(Our Family in Tanzania)
I would like to share a story about our first experience sending our own children to camp 13 years ago. Like many of you, Steve Sir and I would pore through the photos to catch a glimpse of their camp experiences. (A quick note of explanation, Steve Sir and I made a point to avoid interacting with our children while they are at camp).
As I looked through the photos that first summer, a small revelation hit me. It was a revelation that hurt my feelings a tad bit at first, but then pleased me deeply. Here it is:
My kids needed me slightly less than I thought AND
I needed them slightly more.
For years, camp parents had said things like this to us, but that summer we saw it. I had begun to believe that MY kids needed MY help – maybe not 24 hours a day, but certainly when they skinned their knee or encountered challenges. Just to disprove this belief, both of our campers went to the infirmary in their first week that summer (one was slightly ill and the other caught a football with his nose). Let me repeat, they went to the infirmary without even a suggestion of going home or searching out Mom and Dad for comfort. We only found out about their visits later (and not from them).
Once I got past the slight twinge of realization that they could indeed function without me more than I would have thought, I found this wonderfully encouraging. Someday, they will need to leave the nest for good.
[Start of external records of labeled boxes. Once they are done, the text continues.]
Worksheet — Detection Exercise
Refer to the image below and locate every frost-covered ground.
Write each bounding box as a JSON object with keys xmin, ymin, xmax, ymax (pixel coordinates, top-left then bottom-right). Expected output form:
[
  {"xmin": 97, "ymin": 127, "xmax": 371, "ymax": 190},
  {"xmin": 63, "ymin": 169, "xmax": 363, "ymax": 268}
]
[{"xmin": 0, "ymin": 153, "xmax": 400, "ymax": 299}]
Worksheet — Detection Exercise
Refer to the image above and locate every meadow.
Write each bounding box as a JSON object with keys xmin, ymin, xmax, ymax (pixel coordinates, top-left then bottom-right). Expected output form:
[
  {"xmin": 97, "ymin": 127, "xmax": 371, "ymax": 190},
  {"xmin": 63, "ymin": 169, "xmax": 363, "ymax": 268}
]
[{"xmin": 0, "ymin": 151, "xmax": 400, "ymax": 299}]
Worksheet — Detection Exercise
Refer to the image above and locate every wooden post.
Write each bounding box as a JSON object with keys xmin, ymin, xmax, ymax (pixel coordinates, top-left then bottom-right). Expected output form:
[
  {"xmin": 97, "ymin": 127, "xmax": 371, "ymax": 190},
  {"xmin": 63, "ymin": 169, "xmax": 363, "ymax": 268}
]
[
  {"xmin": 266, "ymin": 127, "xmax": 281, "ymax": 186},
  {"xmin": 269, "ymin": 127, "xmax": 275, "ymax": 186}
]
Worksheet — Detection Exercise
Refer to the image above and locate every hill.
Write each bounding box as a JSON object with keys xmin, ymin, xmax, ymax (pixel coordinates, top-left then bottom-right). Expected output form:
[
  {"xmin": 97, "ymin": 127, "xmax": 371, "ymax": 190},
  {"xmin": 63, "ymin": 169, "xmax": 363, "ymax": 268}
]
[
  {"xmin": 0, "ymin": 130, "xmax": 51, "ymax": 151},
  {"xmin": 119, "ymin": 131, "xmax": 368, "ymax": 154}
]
In fact, three will be freshman in college next year and the fourth will be going away in 3 years. So we have seen the process of them migrating from dependence to self-sufficiency. They are not 100% there, but we can see the finish line.
For the most part, camp is hardest on the moms. I sometimes envision mothering as a cord connecting mother and child. In utero, a baby’s very survival is dependent on this cord. At birth, the physical cord is replaced by an emotional cord that is equally important for a child’s development. Our responsibility as parents is to let out that string a little at a time as the children are ready, not so soon that they would be directionless in its slack; not so slow that the child would be horizontal with the effort of pulling away. That summer, I felt a mighty tug on that string as my children strove to take on new challenges and develop into independent individuals. I cherish the connection with my children and find the tug oddly reassuring as it reminds me that connection is still there. But in my heart I know it is time to once again to let out that string and give them some more room to grow. OK, lets be honest. The string is all but gone for the oldest three and I am endeavoring to re-weave it with our very independent high-schooler.
Now we oversee a group on the edge of adulthood. In addition to attending Camp Champions, they attended camps out of state (Wiley a 7-week camp in New Hampshire, Liam a 4-week camp in Minnesota and the girls a 5-week camp in North Carolina). The three oldest have traveled alone in Europe, with Terrill even living in Spain for 3 months. We now have one at Davidson (Steve Sir's alma mater) and two at Texas (Plan II and Business Honors). I know that many things helped their development, but I know that camp was a huge part as it helped nurture their resilience and independence. We are one year from the empty nest. It is odd to think we are at the end of our parenting journey. [Note: of course, we will always be "their parents", but the role of protecting and preparing them is winding down quickly.]
Last year, the University of Texas sent a pre-orientation packet to Liam and Terrill. Upon opening it, they found a "Parent Handbook" that was designed for us. "What is the world is that for?" Liam asked. "You two have already been to college. This is my adventure." We were pretty happy with that response, even if it made us a tad sad.
When the boys were 4 years ago, we taught them to ride bikes. I ran by Liam as he finally found his balance. "Let go mommy - I don't need you anymore." When he said those words, I froze and felt a brief sadness. I still wanted to be needed. Now, I know I am OK knowing I am loved, but not needed. I am happy to let them have their collegiate experiences with Steve Sir and me simply serving as admirers.
A parent cannot ask for more than that!